As we step into the fluttering leaves of autumn, things start to get busier. The change of seasons brings along its own excitement, spurring new thoughts and activities.

This year, our fellowship’s theme was “the feminine” in Franciscan spirituality. St. Clare placed a premium on contemplation in general, but she gave specific emphasis to just gazing at the San Damiano Crucifix. She taught a process of gazing and contemplation whereby the penitent sits looking at the Cross, emptying herself of all thoughts. I tried this many times, and numerous agitations and distractions emerged pretty quickly. After a while, I wondered, what more is there to see?

Then, one day, it happened. While gazing at the Cross, time slowed and then seemingly dropped away. No longer was the Cross the object of my gazing; it became someone with whom I was in a relationship. For a few precious moments the Cross was gazing back! For Clare, the goal of gazing was have distance and distinction blurred until she could say, “The Cross and I are One.”

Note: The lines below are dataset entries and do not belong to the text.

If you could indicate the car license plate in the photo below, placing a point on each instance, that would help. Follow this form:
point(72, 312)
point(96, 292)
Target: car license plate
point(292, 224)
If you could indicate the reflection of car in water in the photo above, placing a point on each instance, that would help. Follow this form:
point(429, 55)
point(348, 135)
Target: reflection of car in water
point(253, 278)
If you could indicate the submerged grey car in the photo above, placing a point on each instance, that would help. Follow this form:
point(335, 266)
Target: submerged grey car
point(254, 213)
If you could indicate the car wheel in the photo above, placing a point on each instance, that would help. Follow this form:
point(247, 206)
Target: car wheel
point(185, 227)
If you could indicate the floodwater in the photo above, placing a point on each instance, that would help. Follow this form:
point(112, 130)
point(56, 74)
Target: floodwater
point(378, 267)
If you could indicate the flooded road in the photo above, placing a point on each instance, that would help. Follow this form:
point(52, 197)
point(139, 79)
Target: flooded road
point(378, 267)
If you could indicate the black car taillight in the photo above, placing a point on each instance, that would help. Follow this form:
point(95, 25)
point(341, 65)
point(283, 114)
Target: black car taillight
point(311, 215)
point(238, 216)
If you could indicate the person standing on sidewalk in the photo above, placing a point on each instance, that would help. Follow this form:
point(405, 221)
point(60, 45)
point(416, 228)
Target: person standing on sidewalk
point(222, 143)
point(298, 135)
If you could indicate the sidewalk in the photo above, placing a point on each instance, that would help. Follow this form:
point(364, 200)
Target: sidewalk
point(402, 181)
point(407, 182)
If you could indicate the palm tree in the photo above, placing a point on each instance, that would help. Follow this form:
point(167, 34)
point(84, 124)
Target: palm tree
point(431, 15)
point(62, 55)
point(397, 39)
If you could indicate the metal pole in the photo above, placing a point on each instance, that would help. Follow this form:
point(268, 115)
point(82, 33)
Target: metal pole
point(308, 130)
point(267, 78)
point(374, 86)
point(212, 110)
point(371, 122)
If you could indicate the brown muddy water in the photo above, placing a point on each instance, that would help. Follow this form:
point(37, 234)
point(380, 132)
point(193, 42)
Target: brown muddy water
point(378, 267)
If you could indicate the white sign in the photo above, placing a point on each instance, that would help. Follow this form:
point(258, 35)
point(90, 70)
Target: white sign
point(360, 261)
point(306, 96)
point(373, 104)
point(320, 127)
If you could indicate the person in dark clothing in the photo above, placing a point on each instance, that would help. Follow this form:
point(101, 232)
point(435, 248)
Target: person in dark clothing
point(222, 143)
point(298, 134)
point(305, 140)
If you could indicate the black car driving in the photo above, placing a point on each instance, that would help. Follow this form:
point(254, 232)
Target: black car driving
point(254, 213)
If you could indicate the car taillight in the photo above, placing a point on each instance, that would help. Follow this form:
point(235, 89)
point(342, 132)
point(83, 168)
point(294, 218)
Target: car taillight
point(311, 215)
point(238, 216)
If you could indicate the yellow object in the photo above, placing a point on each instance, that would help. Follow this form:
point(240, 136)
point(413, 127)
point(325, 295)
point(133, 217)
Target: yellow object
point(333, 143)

This method of contemplation intrigues me. In fact, the entire subject of contemplation infuses my heart, prayer and conversation with my Franciscan brothers and sisters. So, why all the fuss?

Contemplation ceases when silence ceases. It is an effort to find real silence living as we do in an “always-on” or “instant-on” society. Words and sound are all around. But taming the constant chatter is not a luxury — it’s a necessity. Noise forces us into the shallows. Instead of diving deep, we snorkel. Even if we manage to scuba, we‘d be better off in a spiritual submersible.

Personally, I’m done swimming on the surface. In whatever time is left to me in this world, I want to go as deep as possible to hear the sweet voices of angels and the song of the One who asks me to lean in and really listen.

That process demands real silence. I do hope as we move into the gift of fall, we all can taste the sweetness of true quiet. The theme for the Franciscan Fellowship in 2018 will be “Finding and Cultivating True Silence: The Way of Intimacy.”